Matthew Dixon i Brent Adamson są dla sprzedawców tym, kim Axl Rose i Slash dla fanów rockowego brzmienia. Zawsze bezkonkurencyjni, zawsze ze świeżymi pomysłami i zawsze pełni pasji do tego, co robią… Nic dziwnego, że ich Sprzedawaj jak Challenger od lat jest lekturą numer 1 wszystkich handlowców.

Ale nie tylko oni powinni przeczytać tę książkę – bo opisane w niej sekrety sukcesu najlepszych sprzedawców mogą przydać się każdemu. Zwłaszcza jeśli ten „każdy” zajmuje się prowadzeniem firmy i marzy o tym, żeby podkręcić trochę swój biznes, sprawić, by stał się on nieco bardziej odporny na gospodarczą zawieruchę, która od paru lat coraz odważniej poczyna sobie na świecie…

To jak? Jesteś gotowy, żeby zmienić swoje nastawienie do sprzedaży i zarobić więcej niż w zeszłym miesiącu?

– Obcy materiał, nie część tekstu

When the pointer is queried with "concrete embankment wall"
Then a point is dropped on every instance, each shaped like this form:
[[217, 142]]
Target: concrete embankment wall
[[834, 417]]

Przeczytaj, a zrozumiesz lepiej:

  • kim jest Challenger,
  • dlaczego potrzebujesz go w swojej firmie i…
  • …na czym polega sprzedaż w stylu Challengera.


Zacznijmy od krótkiego wyjaśnienia, skąd wziął się tytułowy challenger.

Widzisz, w 2009 roku autorzy zadali sobie pytanie o to, jakie umiejętności, zachowania i postawy mogą mieć kluczowy wpływ na wysokie wyniki sprzedaży. W tym celu zwrócili się do setek kierowników handlowych na całym świecie, by ocenili trzech członków swojego zespołu (dwóch przeciętnych i jednego najlepszego) pod względem różnych cech… Jakich?

„Prosiliśmy kierowników sprzedaży, aby ocenili cechy swoich podwładnych, takie jak stopień zaangażowania w rozwiązywanie problemów klientów czy gotowość do zaryzykowania, że spotkają się z odrzuceniem. Pytaliśmy o umiejętności i zachowania, takie jak zmysł biznesowy i zdolność do diagnozowania potrzeb.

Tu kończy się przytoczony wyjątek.